Look at all the details the artist included on this very small surface! Think of the idea that someone would choose to wear paintings as buttons. That idea might make sense if the stated history is true that these belonged to Toussaint l’Ouverture, the former slave who became ruler of Haiti and adorned the jacket he took with him when exiled to France after his capture. They would have been his treasured pictures of the island. Each button has a different scene-a variety of well-dressed mixed race and black women, African servants, and a few whites, all set in tropical landscapes with palms and thatched houses.
Brunias’s full scale paintings have similar scenes; some traveled to London, commissions for Royal Academy exhibitions, others were for rich sugar plantation owners. These owners were not always white; black and mixed race owners’ families are shown wearing the hats and clothing of status: European dress for the wealthy; various amounts of textile patterns establish the roles of other figures.
The people depicted in the buttons are mostly black. Their clothing runs the full range from the wealthy European style to the simplest.
Some scenes on the buttons match engravings by Brunias, so a few researchers have thought that the buttons were painted from the prints by someone else. But close attention to the style suggests Brunias’s hand, so perhaps he created designs from which he did both buttons and prints. I wonder if Brunias’s interest in the multi-racial culture with blacks as part of a society with fashion might have made him subtly sympathetic to Toussaint l’Ouverture.

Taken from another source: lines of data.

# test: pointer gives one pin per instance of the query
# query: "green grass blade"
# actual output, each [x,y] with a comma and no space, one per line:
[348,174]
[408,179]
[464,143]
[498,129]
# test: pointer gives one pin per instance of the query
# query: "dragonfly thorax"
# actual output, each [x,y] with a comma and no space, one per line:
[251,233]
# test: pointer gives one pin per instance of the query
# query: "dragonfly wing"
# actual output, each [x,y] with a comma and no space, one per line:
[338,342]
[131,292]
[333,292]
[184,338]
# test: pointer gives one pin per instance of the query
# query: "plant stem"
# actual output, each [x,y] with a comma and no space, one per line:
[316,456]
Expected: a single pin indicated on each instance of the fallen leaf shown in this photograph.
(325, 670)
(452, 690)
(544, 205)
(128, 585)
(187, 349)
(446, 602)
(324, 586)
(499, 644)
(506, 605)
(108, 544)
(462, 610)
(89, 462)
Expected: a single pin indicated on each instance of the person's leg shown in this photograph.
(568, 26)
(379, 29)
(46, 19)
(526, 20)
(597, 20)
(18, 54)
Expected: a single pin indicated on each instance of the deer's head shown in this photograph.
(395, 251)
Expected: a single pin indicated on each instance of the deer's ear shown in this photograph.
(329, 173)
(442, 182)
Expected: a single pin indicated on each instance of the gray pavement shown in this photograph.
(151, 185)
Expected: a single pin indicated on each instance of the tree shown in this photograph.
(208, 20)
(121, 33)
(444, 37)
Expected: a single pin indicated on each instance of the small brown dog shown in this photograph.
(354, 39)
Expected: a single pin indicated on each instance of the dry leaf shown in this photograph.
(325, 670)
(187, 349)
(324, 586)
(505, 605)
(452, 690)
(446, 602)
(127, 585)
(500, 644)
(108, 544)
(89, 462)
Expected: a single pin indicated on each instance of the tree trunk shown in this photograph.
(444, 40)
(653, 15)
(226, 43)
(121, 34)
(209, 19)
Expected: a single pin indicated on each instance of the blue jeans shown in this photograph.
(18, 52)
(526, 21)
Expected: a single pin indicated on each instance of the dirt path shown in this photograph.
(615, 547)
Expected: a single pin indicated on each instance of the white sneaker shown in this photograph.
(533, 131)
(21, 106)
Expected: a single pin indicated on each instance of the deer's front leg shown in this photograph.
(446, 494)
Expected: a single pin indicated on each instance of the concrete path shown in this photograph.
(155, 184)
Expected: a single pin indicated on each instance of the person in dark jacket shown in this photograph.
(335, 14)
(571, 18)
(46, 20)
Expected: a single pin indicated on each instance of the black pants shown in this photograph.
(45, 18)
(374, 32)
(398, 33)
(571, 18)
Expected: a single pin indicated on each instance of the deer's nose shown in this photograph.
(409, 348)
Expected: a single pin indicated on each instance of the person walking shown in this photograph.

The history that accompanied these buttons connecting them to Toussaint makes sense. However, it lacks documentation for a few generations before they came up at auction in the 1930s, when the descendants of the boy to whom Toussaint is said to have given the jacket conveyed the history through the auctioneer to a French dealer who purchased the buttons for Mrs. Robert Noyes. She lent them to Cooper-Hewitt, where they later entered the Collection. They were detailed enough for them to provide design inspiration for a New York Theater Guild 1942 production of the play “The Pirate” with Lunt and Fontaine. I would love to see photos of that!